Wandering Thoughts archives

2017-04-03

Some DNSBL developments I've just heard about

I mentioned recently that choosing DNS blocklists isn't necessarily a one-time thing that you set and forget. I always knew this in a vague and general way, but I had mostly ignored it until recently. More specifically, until I was writing that entry and wound up looking at the CBL front page, which had a March 24th announcement of news about the PSKY DNS blocklist. To wit, that PSKY had apparently been 'borrowing' Spamhaus data without authorization, that this has been stopped, and that it wasn't clear if they listed anything much any more. We've never deployed PSKY on our main mail server, but I had deployed it on my personal sinkhole spamtrap and it had been having a pretty good hit ratio. 'Had' being the operative word, because starting around the appropriate time I'd not really logged any hits against it.

All of this sent me reading through the rest of the 'Other DNSBLs' portion of the CBL's FAQ. Some of their current opinions match mine (such as Barracuda's public DNSBL being quite aggressive), but others were a surprise to me. Most prominently, the CBL people feel that the current Spamcop BL is now sufficiently safe to use as a general DNS blocklist, where my past experience with it (from several years ago) was that it was too hair-trigger. The rest of the FAQ is interesting in its own way, mostly in that it seems to confirm that there aren't really very many effective DNSBLs any more. Or at least not very many that the CBL feels that they need to talk about.

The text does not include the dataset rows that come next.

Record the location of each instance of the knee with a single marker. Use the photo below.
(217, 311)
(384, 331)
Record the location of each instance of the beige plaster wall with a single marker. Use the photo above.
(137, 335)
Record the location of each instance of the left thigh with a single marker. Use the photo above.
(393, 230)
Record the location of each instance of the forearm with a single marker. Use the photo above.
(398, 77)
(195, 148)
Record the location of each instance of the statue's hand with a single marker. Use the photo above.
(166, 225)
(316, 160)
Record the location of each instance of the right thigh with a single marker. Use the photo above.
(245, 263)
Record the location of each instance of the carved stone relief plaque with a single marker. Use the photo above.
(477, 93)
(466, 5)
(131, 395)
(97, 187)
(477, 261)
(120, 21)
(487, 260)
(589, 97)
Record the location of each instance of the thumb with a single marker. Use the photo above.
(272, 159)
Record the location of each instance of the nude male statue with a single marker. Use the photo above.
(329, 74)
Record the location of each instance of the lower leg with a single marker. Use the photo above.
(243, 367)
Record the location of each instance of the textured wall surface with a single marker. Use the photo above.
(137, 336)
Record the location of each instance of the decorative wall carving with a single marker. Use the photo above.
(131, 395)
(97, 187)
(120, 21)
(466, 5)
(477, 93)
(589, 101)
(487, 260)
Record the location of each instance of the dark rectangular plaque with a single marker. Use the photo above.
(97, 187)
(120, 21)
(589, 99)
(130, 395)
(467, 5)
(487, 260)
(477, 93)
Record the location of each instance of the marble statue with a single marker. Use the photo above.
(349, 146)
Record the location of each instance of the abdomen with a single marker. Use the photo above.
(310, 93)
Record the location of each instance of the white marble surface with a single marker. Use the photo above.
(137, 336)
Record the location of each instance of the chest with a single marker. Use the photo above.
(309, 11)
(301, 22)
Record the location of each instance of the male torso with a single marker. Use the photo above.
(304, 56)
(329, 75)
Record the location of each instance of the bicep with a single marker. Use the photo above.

All we use in our spam filtering is Spamhaus, and I don't think there's much chance that we'll change that. The Spamhaus ZEN is as close as we can get to a high trust, fire and forget DNS blocklist, and even then our users have to opt in to it. But it doesn't hurt to keep an eye on the DNS blocklist landscape every so often (even if there seems to be less landscape than there used to be).

(That diminishing landscape is one reason I'm saddened by the news about PSKY's blocklist. When I first heard of them, they were the first new and effective DNSBL for some time, and frankly we can always do with more good spam-blocking.)